Want some more impressive pitching numbers?

  • Ohtani became the 14th major leaguer with at least 12 strikeouts in one of his first two starts, and the first since the Nationals’ Stephen Strasburg in 2012.
  • His game score of 90 is tied for seventh-highest for a pitcher in his second MLB start.
  • Ohtani’s 18 strikeouts are tied for the most by an Angel in his first two starts.
  • His 54.5 percent whiff rate (the number of misses on total swings by opposing batters) Sunday was the fifth-highest in a game since Statcast began tracking such information in 2015.

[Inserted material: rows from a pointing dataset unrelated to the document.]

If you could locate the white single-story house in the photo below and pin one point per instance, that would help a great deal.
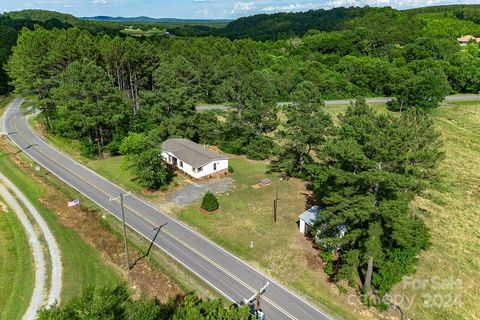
(195, 160)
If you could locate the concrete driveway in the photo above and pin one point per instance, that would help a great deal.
(195, 192)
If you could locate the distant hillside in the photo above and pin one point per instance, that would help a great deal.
(63, 19)
(169, 21)
(285, 25)
(281, 25)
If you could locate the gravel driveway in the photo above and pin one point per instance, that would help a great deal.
(195, 192)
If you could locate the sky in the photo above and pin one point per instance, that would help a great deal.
(201, 9)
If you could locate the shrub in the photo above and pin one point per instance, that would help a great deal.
(210, 202)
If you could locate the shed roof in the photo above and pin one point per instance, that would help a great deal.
(190, 152)
(311, 215)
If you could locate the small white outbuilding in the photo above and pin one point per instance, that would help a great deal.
(308, 218)
(195, 160)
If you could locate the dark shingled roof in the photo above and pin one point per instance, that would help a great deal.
(190, 152)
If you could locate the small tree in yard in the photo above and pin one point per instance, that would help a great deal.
(210, 202)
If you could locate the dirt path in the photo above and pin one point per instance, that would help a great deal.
(37, 300)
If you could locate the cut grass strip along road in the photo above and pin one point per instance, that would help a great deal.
(54, 252)
(37, 300)
(227, 274)
(17, 268)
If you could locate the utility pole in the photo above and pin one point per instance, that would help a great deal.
(124, 228)
(275, 203)
(256, 297)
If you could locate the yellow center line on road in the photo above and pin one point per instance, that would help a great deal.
(152, 224)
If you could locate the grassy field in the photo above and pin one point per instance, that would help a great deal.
(16, 266)
(82, 265)
(454, 220)
(244, 226)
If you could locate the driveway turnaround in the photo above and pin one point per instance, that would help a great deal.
(227, 274)
(37, 300)
(195, 192)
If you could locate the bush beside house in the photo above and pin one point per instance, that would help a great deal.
(210, 202)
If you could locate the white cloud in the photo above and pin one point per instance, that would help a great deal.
(239, 7)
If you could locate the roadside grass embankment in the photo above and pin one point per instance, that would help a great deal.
(81, 264)
(17, 270)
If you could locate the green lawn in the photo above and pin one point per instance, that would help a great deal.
(244, 226)
(16, 266)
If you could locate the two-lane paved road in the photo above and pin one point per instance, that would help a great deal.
(225, 273)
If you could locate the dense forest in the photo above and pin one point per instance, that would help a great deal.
(120, 95)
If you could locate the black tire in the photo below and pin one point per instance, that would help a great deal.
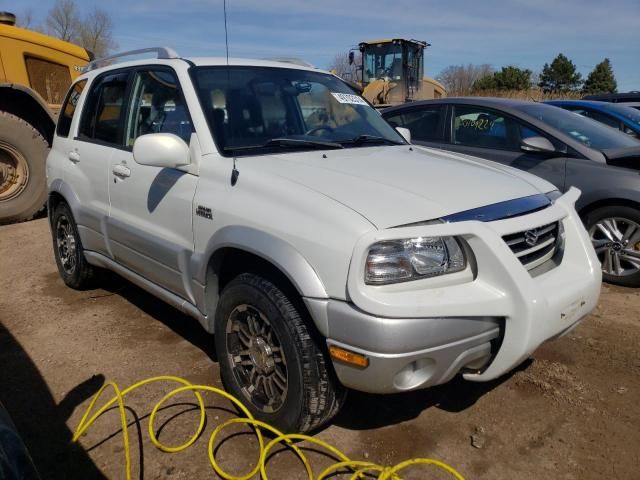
(313, 395)
(628, 249)
(67, 248)
(22, 145)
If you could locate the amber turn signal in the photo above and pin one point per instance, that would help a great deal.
(351, 358)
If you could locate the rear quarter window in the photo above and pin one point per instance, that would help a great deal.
(102, 118)
(69, 109)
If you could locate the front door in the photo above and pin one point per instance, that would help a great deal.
(150, 220)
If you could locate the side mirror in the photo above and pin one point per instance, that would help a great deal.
(537, 144)
(164, 150)
(405, 132)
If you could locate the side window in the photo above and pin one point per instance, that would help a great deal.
(102, 112)
(157, 106)
(51, 80)
(597, 116)
(477, 127)
(603, 118)
(424, 123)
(69, 108)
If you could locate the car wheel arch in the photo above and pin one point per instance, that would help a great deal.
(607, 202)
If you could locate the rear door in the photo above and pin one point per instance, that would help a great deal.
(150, 219)
(493, 135)
(89, 154)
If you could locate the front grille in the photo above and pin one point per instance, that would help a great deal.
(535, 246)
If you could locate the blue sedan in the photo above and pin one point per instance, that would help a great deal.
(615, 115)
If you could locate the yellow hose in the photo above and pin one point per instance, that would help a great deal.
(359, 468)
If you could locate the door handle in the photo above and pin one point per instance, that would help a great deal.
(74, 156)
(121, 171)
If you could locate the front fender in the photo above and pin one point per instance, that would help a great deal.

Then, of course, there are Ohtani’s heroics at the plate, including a .462 batting average with six RBI in three home games, following a 1-for-5 outing in his MLB debut at Oakland. At the end of Sunday’s game, in which he did not bat — who else can’t wait for him to pitch in a National League park? — his 71.4 percent rate of hard-hit balls (defined as having an exit velocity of at least 95 mph) was the highest among all MLB players with at least 10 balls hit.

“He never looks like he’s out of place,” Angels catcher Martin Maldonado said. “He looks like a hitter when he’s batting and looks like a pitcher when he’s pitching. It’s impressive. We haven’t seen that before.’’

Well, we haven’t seen it in about a century, anyway, but even Ruth didn’t match some of Ohtani’s two-way accomplishments. Sure, it’s early in the season, making the Angels’ phenom something like the Sultan of Small Sample Sizes, but it’s safe to say he’s off to a historic, uniquely impressive start.